Para Cipriano, uma boa prática de avaliação envolve as seguintes características:

  • A prática de investigação avaliativa no ensino deve cobrir todos os conteúdos essenciais ensinados, mas não os secundários. “O primeiro princípio básico para avaliação da aprendizagem é coletar dados, praticar investigação avaliativa em cima dos conteúdos efetivamente essenciais trabalhados no programa de ensino e nas nossas aulas”, conta Cipriano.
  • É importante utilizar uma linguagem compreensível; as questões e conteúdo de uma avaliação devem ser escritas de maneira simples, para que o aluno não precise pedir ajuda durante a atividade. 
  • Um instrumento de coleta de dados para avaliação deve ser pautado no ensino, e deve haver uma compatibilidade entre o que é ensino, o que é perguntado e o que é aprendido. “Tem que haver uma compatibilidade entre o ensinado e o aprendido na exercitação, na prática da avaliação, na prática da coleta de dados para a avaliação”, diz Cipriano. “A linguagem, a dificuldade, a expressão utilizada no ensino e no teste devem ser compatíveis”.
  • A precisão é muito importante em uma avaliação, ou seja, o aluno deve entender perfeitamente o que está sendo perguntado; assim, perguntas genéricas devem ser evitadas. “Essas perguntas genéricas permitem que o estudante passeie pelo conteúdo, aí eu e vocês ficamos descontentes com a resposta que ele deu”, explica Cipriano. “Para nós não entrarmos nessa prática e situação, importa que nós todos usemos precisão”. 

Um hábito positivo pode ser o de fazer um “mapa”, após recolher as avaliações feitas pelos alunos, de quantos estudantes mostraram ter aprendido o conteúdo e quantos não; os que não aprenderam, então, precisam ser reorientados. “A avaliação é a nossa parceira a nos revelar se a nossa ação já produziu o resultado que nós esperávamos e desejávamos que é a aprendizagem dos estudantes”, reflete Cipriano. 

O uso ideal do resultado da investigação avaliativa seria o diagnóstico – o diagnóstico nos permite conhecer a realidade a partir de dados, e depois de estabelecê-lo, é possível tomar decisões informadas. Além disso, o correto seria trabalhar com essa prática durante o ano letivo inteiro, ou seja, corrigindo e reorientando constantemente em vez de simplesmente classificar com notas. Ao perceber uma lacuna na aprendizagem, os professores têm o poder de decidir inovar e criar condições para que os alunos que não aprenderam possam se reajustar e adquirir conhecimento. 

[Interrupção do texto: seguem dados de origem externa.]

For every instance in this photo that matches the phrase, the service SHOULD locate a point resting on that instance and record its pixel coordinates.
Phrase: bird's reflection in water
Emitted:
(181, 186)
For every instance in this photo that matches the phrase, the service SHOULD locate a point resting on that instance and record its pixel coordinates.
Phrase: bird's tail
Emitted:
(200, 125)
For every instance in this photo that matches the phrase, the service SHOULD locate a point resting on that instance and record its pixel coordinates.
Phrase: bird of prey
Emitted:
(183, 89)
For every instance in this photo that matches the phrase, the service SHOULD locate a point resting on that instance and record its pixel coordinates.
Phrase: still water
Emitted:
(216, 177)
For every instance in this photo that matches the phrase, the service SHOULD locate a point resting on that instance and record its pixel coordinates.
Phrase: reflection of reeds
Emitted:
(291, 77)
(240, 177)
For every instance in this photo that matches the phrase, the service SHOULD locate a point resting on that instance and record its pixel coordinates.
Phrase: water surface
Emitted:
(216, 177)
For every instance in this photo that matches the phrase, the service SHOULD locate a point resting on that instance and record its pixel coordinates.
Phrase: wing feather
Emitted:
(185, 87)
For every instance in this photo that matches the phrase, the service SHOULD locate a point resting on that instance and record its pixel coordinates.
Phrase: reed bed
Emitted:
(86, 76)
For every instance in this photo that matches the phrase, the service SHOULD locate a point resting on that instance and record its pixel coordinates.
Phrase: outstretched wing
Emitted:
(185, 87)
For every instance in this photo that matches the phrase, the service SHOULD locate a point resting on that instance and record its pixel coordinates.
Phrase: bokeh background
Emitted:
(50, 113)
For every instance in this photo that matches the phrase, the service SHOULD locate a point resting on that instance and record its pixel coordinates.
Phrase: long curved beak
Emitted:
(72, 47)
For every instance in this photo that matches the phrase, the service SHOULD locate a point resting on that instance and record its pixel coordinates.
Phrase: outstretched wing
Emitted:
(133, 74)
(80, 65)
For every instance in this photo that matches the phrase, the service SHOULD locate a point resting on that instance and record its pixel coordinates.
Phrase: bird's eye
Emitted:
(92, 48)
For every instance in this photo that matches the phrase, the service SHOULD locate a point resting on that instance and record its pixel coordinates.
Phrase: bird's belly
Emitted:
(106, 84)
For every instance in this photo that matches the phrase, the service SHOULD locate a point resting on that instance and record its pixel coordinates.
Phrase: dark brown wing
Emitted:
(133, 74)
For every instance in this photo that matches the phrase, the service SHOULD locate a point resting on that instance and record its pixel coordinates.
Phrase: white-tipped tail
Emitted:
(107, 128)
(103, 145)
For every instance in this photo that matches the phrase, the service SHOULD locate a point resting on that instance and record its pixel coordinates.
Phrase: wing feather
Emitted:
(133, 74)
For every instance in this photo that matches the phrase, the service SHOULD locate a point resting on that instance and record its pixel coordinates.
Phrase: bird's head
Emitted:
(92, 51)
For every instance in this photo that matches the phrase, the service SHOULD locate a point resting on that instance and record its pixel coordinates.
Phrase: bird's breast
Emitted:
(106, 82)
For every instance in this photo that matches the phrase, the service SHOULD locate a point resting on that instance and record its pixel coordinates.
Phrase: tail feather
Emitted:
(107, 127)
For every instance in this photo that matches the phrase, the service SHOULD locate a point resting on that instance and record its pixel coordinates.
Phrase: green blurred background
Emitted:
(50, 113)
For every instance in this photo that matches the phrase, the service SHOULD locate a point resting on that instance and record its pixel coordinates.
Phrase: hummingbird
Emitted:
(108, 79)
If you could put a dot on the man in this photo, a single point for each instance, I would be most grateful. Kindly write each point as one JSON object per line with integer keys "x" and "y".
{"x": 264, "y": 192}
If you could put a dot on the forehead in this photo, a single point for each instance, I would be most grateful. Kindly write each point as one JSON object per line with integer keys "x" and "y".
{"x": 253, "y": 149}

Existem alguns países no mundo, conta Cipriano, onde a “reprovação” escolar não existe mais; na Dinamarca, Finlândia e Bélgica, por exemplo, há simplesmente uma avaliação diagnóstica para determinar se os estudantes aprenderam o que era necessário ou não – e, se a resposta for não, esses alunos são reorientados. “Por que nós não conseguimos também usar a avaliação como nossa parceira que nos revela a qualidade da aprendizagem dos estudantes e nos permite tomar decisões construtivas para que eles efetivamente aprendam?”, questiona Cipriano.  “A avaliação deixa de ser aquele recurso de só aprovar ou reprovar o estudante, muitas vezes de castigar o estudante, para ser um recurso fundamental de diagnóstico, e como diagnóstico, subsidiando novas decisões para garantir que todos os estudantes aprendam”.

A realidade da educação brasileira ainda está longe de ser ideal, mas é possível, com paciência e empatia, transformar esse cenário – e as avaliações compõem uma parte importante desse plano. Esse aspecto da vida escolar não precisa ser motivo de estresse e medo se for utilizado com foco em seu real objetivo: ajudar professores e educadores a garantir ensino de qualidade a seus alunos.